World Outreach is neither requiring, nor forbidding any of our workers to return to the States. We believe these decisions are best made at a team level by those most aware of local situations. Two of our workers, in exceptional circumstances, have returned to the States in the past week. The rest are heeding local medical advice, postponing travel and adopting social practices to inhibit spreading the disease. As they have long prayed for spiritual breakthroughs in their communities, they are now waiting in hope for opportunities to be God’s ambassadors to neighbors in need.  

The message that our global workers tell their neighbors is the same message they tell themselves: in a global pandemic the only safe place to flee to is the arms of God.  

Thank you for remembering our missionaries even as you face your own challenges. Thank you for praying for them as you pray for your own families; thank you for giving to support them, even as you deal with your own financial reverses.

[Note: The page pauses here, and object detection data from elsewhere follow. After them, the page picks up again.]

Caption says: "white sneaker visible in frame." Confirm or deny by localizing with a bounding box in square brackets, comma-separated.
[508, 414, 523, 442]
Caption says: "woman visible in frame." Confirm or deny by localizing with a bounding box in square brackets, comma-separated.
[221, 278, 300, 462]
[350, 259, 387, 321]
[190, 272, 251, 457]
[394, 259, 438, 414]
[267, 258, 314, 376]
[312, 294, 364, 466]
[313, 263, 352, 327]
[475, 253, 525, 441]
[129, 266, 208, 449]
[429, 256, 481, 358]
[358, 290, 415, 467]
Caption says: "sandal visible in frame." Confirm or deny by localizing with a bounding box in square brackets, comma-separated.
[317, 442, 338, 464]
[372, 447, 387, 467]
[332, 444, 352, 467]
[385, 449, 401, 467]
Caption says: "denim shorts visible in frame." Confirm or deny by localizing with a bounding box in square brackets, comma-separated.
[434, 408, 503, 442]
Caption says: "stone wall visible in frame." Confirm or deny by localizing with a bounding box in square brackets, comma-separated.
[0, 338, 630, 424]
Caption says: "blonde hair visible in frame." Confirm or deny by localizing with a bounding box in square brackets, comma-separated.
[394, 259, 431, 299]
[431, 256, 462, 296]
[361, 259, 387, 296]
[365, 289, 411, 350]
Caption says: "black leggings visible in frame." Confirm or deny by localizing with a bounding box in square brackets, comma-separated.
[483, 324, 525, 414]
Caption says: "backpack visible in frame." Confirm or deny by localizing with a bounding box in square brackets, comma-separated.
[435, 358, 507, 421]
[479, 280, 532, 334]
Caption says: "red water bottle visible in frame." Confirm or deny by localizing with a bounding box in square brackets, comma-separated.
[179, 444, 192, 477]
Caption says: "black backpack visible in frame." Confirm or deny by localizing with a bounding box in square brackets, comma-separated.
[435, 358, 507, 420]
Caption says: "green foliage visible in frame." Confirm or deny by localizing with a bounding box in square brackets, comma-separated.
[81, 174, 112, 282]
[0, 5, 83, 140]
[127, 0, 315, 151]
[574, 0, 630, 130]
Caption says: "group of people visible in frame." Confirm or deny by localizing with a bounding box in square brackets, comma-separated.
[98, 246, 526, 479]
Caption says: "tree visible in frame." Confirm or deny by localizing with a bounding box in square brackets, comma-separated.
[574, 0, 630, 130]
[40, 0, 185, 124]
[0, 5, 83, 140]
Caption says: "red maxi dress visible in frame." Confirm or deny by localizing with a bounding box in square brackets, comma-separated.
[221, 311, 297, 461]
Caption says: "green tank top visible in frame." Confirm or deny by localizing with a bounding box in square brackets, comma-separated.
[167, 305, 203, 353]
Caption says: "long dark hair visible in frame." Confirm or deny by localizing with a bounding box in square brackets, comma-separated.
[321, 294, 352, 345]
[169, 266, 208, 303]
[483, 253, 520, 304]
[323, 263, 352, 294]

Please continue to pray. 

  • Pray for our missionaries’ health and stamina, especially for those working with the poor, and providing health care in difficult settings.
  • Pray for World Outreach leaders to be full of grace and truth as we respond to our colleagues’ questions and needs.
  • Pray for all of us to be radiant ambassadors of the kingdom of God, sharing the good news that brings life to the dying.

Looking back at the surprising course of his life, Solzhenitsyn wrote this prayer:

How easy for me to live with you, Lord!
How easy to believe in you!
When my mind casts about
or flags in bewilderment,
when the cleverest among us
cannot see past the present evening,
not knowing what to do tomorrow –
you send me the clarity to know
that you exist
and will take care
that not all paths of goodness should be barred.
At the crest of earthly fame
I look back in wonderment
at the journey beyond hope — to this place,
from which I was able to send mankind
a reflection of your rays.
And however long the time
that I must yet reflect them
you will give it me.
And whatever I fail to accomplish
you surely have allotted unto others.

Let us live these days of the COVID-19 pandemic so that, when it has passed, you and I will look back at it in wonderment as a time where God’s glory was most radiant.